I-Ridge wrestling coach Tim Berrier said Simmons will wrestle at 195 pounds once he joins the team, and that he "could be a state champ if he puts in the time to get into the right condition."
Here's a look at what Simmons has to adjust to make the move from football to wrestling:
It's not easy to find two sports that require as different types of conditioning as football and wrestling.
On the football field, Simmons said he'll go as hard as he can each play - they typically last between 4 and 7 seconds - before getting back to the line of scrimmage and getting about 30 seconds of rest.
But wrestlers can be required to go at it for minutes at a time - something that takes some getting used to after the football season.
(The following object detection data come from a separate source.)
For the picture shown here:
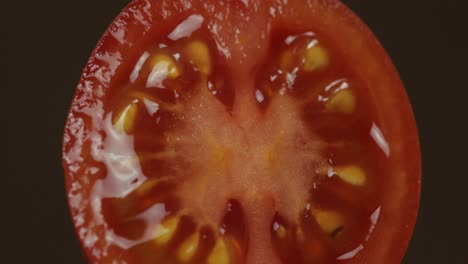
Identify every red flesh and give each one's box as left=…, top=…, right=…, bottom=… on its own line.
left=64, top=0, right=420, bottom=264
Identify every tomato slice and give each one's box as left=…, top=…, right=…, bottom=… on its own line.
left=63, top=0, right=421, bottom=264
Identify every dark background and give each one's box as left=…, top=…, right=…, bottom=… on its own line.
left=4, top=0, right=468, bottom=264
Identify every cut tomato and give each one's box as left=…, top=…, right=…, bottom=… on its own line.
left=63, top=0, right=421, bottom=264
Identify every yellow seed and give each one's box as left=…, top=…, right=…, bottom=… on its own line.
left=113, top=103, right=138, bottom=133
left=314, top=210, right=344, bottom=234
left=150, top=54, right=180, bottom=79
left=335, top=165, right=366, bottom=186
left=186, top=40, right=211, bottom=75
left=326, top=89, right=356, bottom=114
left=154, top=217, right=180, bottom=246
left=207, top=238, right=230, bottom=264
left=178, top=232, right=200, bottom=262
left=302, top=45, right=329, bottom=72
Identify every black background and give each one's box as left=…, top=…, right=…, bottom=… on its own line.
left=4, top=0, right=468, bottom=264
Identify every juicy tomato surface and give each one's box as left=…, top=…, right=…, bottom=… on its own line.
left=63, top=0, right=421, bottom=264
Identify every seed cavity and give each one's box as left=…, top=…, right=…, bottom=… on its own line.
left=178, top=232, right=200, bottom=262
left=313, top=209, right=344, bottom=237
left=113, top=101, right=138, bottom=134
left=154, top=217, right=180, bottom=246
left=326, top=89, right=356, bottom=114
left=302, top=42, right=329, bottom=72
left=207, top=238, right=230, bottom=264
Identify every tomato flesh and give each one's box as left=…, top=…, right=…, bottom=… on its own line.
left=63, top=0, right=420, bottom=264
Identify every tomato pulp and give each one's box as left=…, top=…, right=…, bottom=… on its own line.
left=63, top=0, right=421, bottom=264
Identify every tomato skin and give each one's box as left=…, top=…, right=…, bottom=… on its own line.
left=63, top=0, right=421, bottom=264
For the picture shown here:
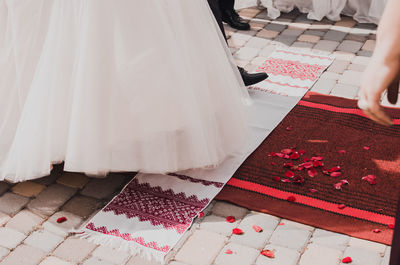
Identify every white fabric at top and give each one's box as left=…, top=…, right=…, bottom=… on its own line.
left=0, top=0, right=248, bottom=181
left=236, top=0, right=387, bottom=24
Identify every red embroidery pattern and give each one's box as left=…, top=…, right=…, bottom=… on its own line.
left=257, top=58, right=326, bottom=81
left=168, top=173, right=224, bottom=189
left=103, top=179, right=210, bottom=234
left=86, top=222, right=171, bottom=253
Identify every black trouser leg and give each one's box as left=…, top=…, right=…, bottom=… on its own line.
left=219, top=0, right=235, bottom=12
left=389, top=197, right=400, bottom=265
left=208, top=0, right=230, bottom=39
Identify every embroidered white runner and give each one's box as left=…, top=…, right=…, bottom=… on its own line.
left=80, top=49, right=333, bottom=262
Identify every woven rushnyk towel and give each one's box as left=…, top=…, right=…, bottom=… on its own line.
left=79, top=49, right=333, bottom=262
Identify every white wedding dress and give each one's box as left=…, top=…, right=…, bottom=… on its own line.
left=0, top=0, right=248, bottom=182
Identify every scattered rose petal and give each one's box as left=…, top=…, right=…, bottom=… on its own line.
left=333, top=182, right=343, bottom=190
left=328, top=166, right=341, bottom=173
left=253, top=225, right=263, bottom=233
left=313, top=160, right=324, bottom=167
left=311, top=156, right=324, bottom=161
left=290, top=152, right=300, bottom=160
left=283, top=162, right=293, bottom=167
left=342, top=257, right=353, bottom=263
left=225, top=249, right=233, bottom=254
left=261, top=249, right=275, bottom=259
left=361, top=175, right=376, bottom=185
left=299, top=161, right=314, bottom=169
left=330, top=172, right=342, bottom=177
left=226, top=216, right=236, bottom=223
left=57, top=216, right=67, bottom=224
left=232, top=228, right=243, bottom=235
left=340, top=179, right=349, bottom=185
left=307, top=168, right=317, bottom=178
left=281, top=149, right=293, bottom=155
left=292, top=176, right=304, bottom=184
left=285, top=170, right=294, bottom=178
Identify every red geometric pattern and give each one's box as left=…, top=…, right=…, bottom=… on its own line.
left=86, top=223, right=171, bottom=253
left=103, top=179, right=210, bottom=234
left=257, top=58, right=326, bottom=81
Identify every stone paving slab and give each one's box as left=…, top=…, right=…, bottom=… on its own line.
left=0, top=8, right=394, bottom=265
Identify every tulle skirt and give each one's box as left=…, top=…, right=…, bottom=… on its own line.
left=0, top=0, right=249, bottom=182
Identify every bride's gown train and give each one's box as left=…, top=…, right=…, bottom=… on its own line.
left=0, top=0, right=248, bottom=181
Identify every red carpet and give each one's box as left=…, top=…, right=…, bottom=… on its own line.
left=217, top=93, right=400, bottom=244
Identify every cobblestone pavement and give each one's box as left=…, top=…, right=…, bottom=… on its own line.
left=0, top=5, right=400, bottom=265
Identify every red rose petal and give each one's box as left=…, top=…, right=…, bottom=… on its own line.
left=333, top=182, right=343, bottom=190
left=307, top=168, right=317, bottom=178
left=260, top=249, right=275, bottom=259
left=232, top=228, right=243, bottom=235
left=342, top=257, right=353, bottom=263
left=292, top=176, right=304, bottom=183
left=311, top=156, right=324, bottom=161
left=340, top=179, right=349, bottom=185
left=253, top=225, right=263, bottom=233
left=57, top=216, right=67, bottom=224
left=297, top=150, right=306, bottom=155
left=285, top=170, right=294, bottom=178
left=226, top=216, right=236, bottom=223
left=225, top=249, right=233, bottom=254
left=281, top=149, right=293, bottom=155
left=313, top=160, right=324, bottom=167
left=330, top=172, right=342, bottom=177
left=289, top=152, right=300, bottom=160
left=328, top=166, right=341, bottom=173
left=283, top=162, right=293, bottom=167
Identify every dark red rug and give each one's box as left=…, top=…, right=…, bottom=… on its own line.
left=217, top=93, right=400, bottom=244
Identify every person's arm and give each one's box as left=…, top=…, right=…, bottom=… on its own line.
left=359, top=0, right=400, bottom=125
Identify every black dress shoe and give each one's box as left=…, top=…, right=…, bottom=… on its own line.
left=238, top=67, right=268, bottom=86
left=222, top=10, right=250, bottom=30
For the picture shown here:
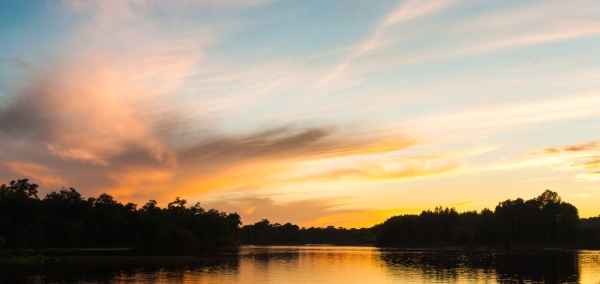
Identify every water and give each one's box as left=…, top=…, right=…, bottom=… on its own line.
left=0, top=246, right=600, bottom=284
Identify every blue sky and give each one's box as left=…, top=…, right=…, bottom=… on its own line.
left=0, top=0, right=600, bottom=226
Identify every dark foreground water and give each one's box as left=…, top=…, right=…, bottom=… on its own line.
left=0, top=246, right=600, bottom=284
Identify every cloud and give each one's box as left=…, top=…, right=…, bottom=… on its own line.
left=544, top=148, right=560, bottom=154
left=571, top=193, right=594, bottom=198
left=0, top=57, right=31, bottom=67
left=202, top=197, right=362, bottom=226
left=564, top=141, right=600, bottom=152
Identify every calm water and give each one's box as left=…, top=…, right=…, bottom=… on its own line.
left=0, top=246, right=600, bottom=284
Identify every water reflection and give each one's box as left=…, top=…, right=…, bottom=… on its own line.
left=381, top=251, right=580, bottom=283
left=0, top=246, right=600, bottom=284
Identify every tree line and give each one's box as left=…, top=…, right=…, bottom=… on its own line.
left=0, top=179, right=600, bottom=253
left=376, top=190, right=600, bottom=248
left=0, top=179, right=241, bottom=253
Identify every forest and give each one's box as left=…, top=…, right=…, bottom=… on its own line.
left=0, top=179, right=600, bottom=254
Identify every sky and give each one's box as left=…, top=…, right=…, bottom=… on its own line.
left=0, top=0, right=600, bottom=227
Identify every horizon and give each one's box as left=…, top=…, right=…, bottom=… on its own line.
left=0, top=0, right=600, bottom=228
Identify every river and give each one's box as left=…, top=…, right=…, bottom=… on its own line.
left=0, top=246, right=600, bottom=284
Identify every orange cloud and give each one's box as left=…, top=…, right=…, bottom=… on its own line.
left=544, top=148, right=560, bottom=154
left=564, top=141, right=600, bottom=152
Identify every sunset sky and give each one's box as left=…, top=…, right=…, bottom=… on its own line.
left=0, top=0, right=600, bottom=227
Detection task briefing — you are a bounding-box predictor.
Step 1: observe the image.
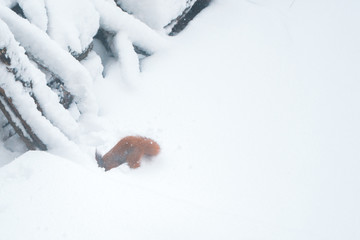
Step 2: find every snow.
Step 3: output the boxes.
[116,0,189,30]
[0,0,360,240]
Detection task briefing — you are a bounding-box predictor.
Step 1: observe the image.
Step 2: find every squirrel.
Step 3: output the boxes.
[95,136,160,171]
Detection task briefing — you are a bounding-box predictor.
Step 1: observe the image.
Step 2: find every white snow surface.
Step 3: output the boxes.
[0,0,360,240]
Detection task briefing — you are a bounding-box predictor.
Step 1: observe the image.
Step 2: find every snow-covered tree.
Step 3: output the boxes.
[0,0,210,150]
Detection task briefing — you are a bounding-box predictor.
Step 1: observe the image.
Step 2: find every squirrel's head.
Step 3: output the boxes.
[95,150,105,168]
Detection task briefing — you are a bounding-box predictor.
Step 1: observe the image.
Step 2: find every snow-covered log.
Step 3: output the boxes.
[0,6,98,114]
[0,20,78,150]
[92,0,166,54]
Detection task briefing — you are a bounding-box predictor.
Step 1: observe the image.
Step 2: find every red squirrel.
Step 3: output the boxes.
[95,136,160,171]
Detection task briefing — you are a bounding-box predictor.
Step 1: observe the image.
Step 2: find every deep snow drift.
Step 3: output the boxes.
[0,0,360,240]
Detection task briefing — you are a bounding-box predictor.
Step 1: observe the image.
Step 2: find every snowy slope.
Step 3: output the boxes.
[0,0,360,240]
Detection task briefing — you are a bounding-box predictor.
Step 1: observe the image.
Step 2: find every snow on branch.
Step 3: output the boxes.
[92,0,166,54]
[0,20,78,150]
[0,6,98,114]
"Football and wrestling shape are a lot different," Simmons said. "You just have to go into wrestling and get beat up for a couple weeks and the conditioning takes over."
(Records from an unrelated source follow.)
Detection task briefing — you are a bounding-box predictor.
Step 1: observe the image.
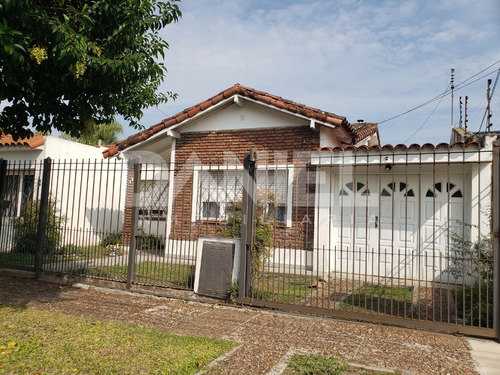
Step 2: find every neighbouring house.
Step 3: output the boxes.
[104,84,379,264]
[0,134,123,248]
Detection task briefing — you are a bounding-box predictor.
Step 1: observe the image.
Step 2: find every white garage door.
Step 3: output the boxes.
[332,175,465,280]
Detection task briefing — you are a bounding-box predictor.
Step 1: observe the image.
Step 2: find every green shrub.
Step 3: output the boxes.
[217,195,274,271]
[101,233,122,247]
[58,244,84,255]
[450,222,493,328]
[12,200,65,254]
[135,232,164,249]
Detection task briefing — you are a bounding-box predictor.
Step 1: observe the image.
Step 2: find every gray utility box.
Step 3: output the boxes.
[195,241,235,298]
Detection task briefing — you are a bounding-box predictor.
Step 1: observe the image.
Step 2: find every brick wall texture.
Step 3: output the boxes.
[124,126,319,250]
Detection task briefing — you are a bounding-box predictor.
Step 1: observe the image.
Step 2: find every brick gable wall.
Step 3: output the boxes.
[123,126,320,250]
[170,126,319,253]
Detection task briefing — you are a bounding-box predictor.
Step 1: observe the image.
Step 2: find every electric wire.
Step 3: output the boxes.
[378,60,500,125]
[403,83,451,144]
[474,69,500,135]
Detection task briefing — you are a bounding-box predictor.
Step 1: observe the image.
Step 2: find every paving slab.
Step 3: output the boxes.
[467,339,500,375]
[0,273,492,375]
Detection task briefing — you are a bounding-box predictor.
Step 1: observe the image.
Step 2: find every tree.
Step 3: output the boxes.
[0,0,181,138]
[60,121,123,145]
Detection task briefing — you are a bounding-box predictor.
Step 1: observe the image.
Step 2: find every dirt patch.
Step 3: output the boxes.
[0,274,477,375]
[409,287,456,323]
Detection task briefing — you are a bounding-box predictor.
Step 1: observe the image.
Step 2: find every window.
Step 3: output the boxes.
[3,174,35,217]
[198,170,243,220]
[257,169,288,223]
[139,180,168,219]
[192,168,293,225]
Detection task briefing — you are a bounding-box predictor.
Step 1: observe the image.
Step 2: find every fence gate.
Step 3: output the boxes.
[239,145,500,338]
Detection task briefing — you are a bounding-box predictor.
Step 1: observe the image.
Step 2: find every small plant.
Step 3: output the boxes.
[450,222,493,328]
[12,199,65,254]
[57,244,84,256]
[217,194,275,270]
[104,243,124,256]
[284,354,350,375]
[227,281,240,303]
[136,231,164,250]
[101,233,122,247]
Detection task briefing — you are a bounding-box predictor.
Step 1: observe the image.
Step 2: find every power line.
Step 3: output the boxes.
[403,83,451,144]
[378,60,500,125]
[475,69,500,134]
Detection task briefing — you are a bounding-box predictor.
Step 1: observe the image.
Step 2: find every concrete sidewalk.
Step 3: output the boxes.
[467,339,500,375]
[0,273,500,375]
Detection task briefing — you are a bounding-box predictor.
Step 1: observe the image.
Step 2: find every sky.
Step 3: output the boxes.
[125,0,500,145]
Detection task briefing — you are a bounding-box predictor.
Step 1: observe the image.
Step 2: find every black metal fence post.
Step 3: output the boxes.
[492,142,500,342]
[127,161,141,289]
[35,158,52,279]
[0,158,7,241]
[238,150,257,303]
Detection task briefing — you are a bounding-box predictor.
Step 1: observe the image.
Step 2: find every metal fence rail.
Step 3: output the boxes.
[0,146,500,337]
[241,147,498,337]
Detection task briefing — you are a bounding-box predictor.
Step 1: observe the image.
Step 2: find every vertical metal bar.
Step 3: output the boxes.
[238,150,257,303]
[0,158,7,239]
[127,160,141,289]
[35,158,52,279]
[492,142,500,341]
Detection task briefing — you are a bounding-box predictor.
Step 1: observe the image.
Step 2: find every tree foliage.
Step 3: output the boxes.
[60,121,123,146]
[0,0,181,137]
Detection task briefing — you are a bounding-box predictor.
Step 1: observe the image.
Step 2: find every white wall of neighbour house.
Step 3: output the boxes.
[0,136,126,246]
[312,148,492,281]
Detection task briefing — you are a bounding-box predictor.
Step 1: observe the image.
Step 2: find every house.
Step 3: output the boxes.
[311,139,493,283]
[104,84,379,267]
[104,84,492,281]
[0,134,123,247]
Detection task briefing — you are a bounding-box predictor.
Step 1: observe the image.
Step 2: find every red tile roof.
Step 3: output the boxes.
[0,134,45,149]
[103,84,377,158]
[349,122,378,143]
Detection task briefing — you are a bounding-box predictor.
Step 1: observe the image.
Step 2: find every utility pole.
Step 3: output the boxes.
[464,96,469,132]
[458,96,462,127]
[451,69,455,127]
[486,79,491,134]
While football and wrestling are two of the most physical sports around, they require different types of physicality. Because of the length of the rounds, wrestlers have to be able to pace themselves while knowing that one wrong move could cost them a match.
"Wrestling really kicks your (butt) right when you get back into it," Simmons said.
Simmons said he needs to make the transformation from carrying as much weight as he can while still maintaining his speed in football to as little weight as he can for wrestling.
"I need to be as compact as possible," he said.
Wrestling will be a nice mental break for Simmons, who said the sport is much more reaction-based than football.
"In wrestling, you just have to react and adjust on the fly," he said. "Football, there's a lot more preparation that goes in beforehand."
While football offers mental breaks between plays and during other stops in the action, there's no such luxury in wrestling. It's full-bore for the entire match, which can last up to eight minutes.
"Wrestling is just hard all the time," Simmons said. "If you let up for just a second, you're going to be on your back."
Berrier said that Simmons is able to translate a number of things between football and wrestling, but the biggest benefit is mental.
"A lot of the stuff, mentally, it's the same," Berrier said. "You get your tail handed to you every once in a while, but you've got to keep coming back."